Un canto malinconico e struggente che si fa bianco e nero, elegantemente contrastato ed efficace nel ritratto del pianeta e dei suoi abitanti più a rischio, le specie animali. Di grande impatto risultano infatti i racconti delle terre aspre del Nord, con le rocce e i ghiacci artici affilati nelle loro geometrie oblique e la poesia delle colonie di uccelli disposte sulle bisettrici fotografiche, schiacciati e avvolti allo stesso tempo da una natura che se fa apparire piccoli loro, dovrebbe incutere timore e rispetto soprattutto nell’Uomo.

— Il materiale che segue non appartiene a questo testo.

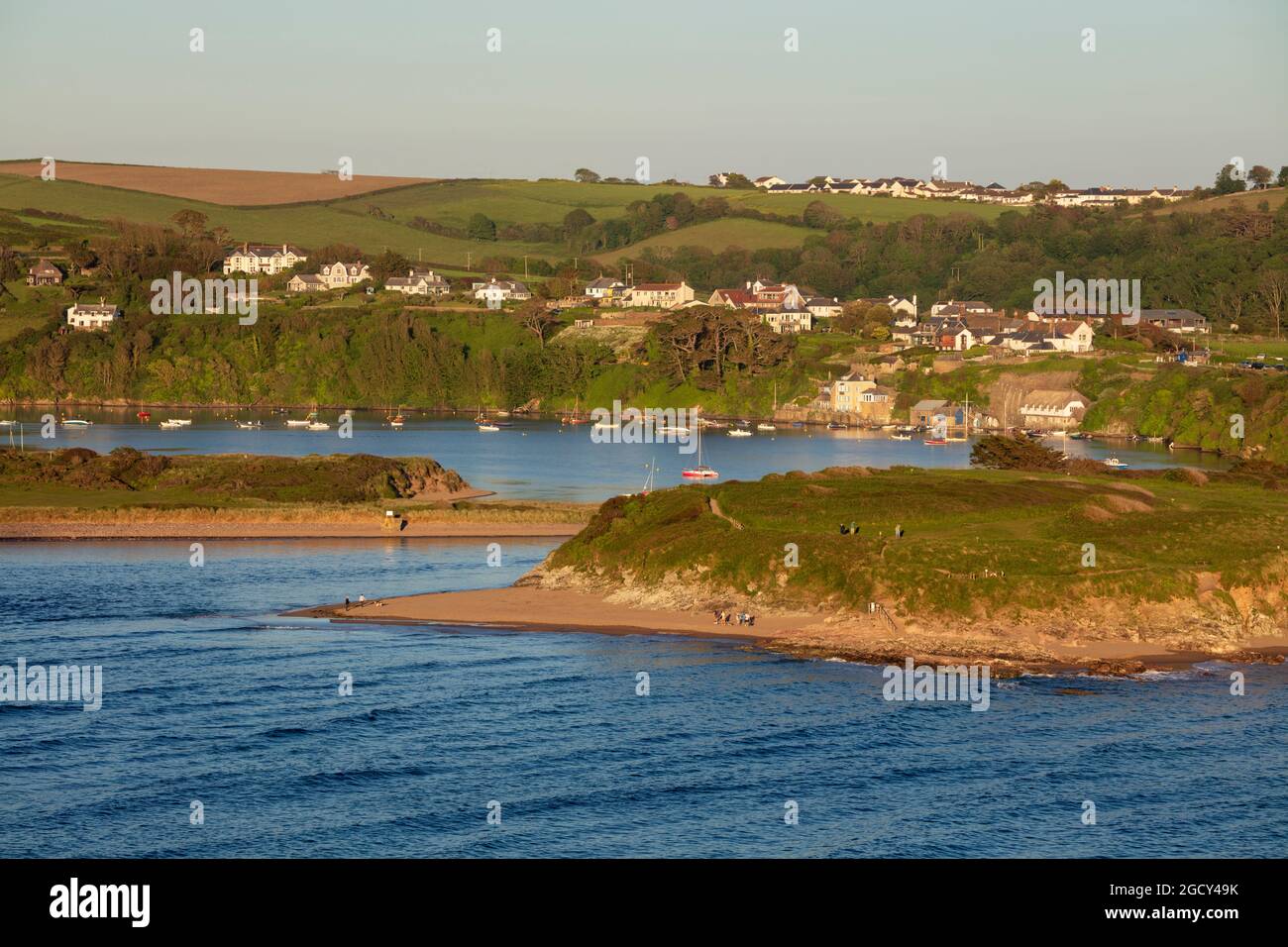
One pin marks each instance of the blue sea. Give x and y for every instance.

Non è un caso se i volti e le espressioni di scimmie e gorilla africani, o le zampe di rettili risultino quasi umanizzati, esaltati e cristallizzati dalla texture e dalla cura dei dettagli in forme e arti umani. Persino lì dove cresce una pianta, esempio raro citato nella didascalia di un germoglio successivo a un’eruzione, le pieghe e le increspature del terreno vulcanico assomigliano a mani che stringono o si muovono sotto un manto liquido.

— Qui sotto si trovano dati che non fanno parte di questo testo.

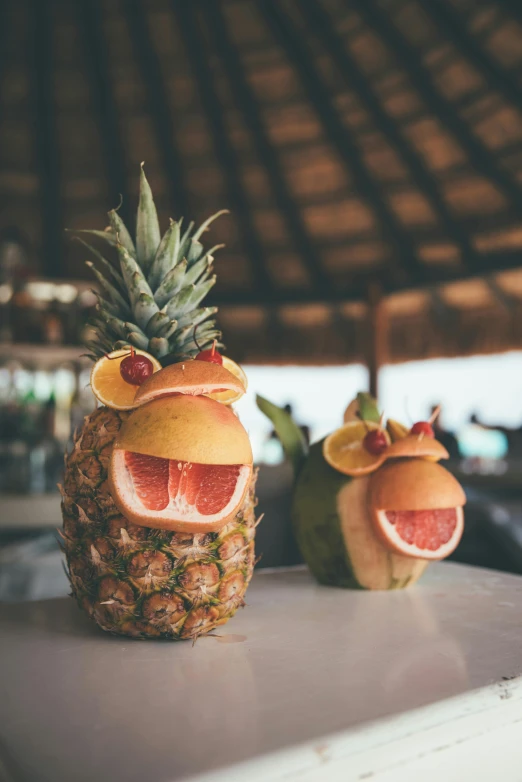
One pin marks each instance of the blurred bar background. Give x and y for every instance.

Non fanno eccezione quindi le dune del deserto e le montagne del Grande Nord, che si potrebbero accostare ai fianchi o alle curve del corpo di un corpo gigantesco, che si nutre e respira incessantemente sotto cieli di nuvole e luce in costante movimento.
È il gigante addormentato, e purtroppo anche malato, del nostro pianeta, la dea Gaia tanto cara agli antichi greci. Inevitabile si rivela allora il tocco scultoreo dei ritratti degli indios, uno dei quali immortalato tra le felci in tutta la sua tensione muscolare, una nudità eroica che emerge dai motivi arborei alla maniera dei bassorilievi sulle metope dei templi ellenici.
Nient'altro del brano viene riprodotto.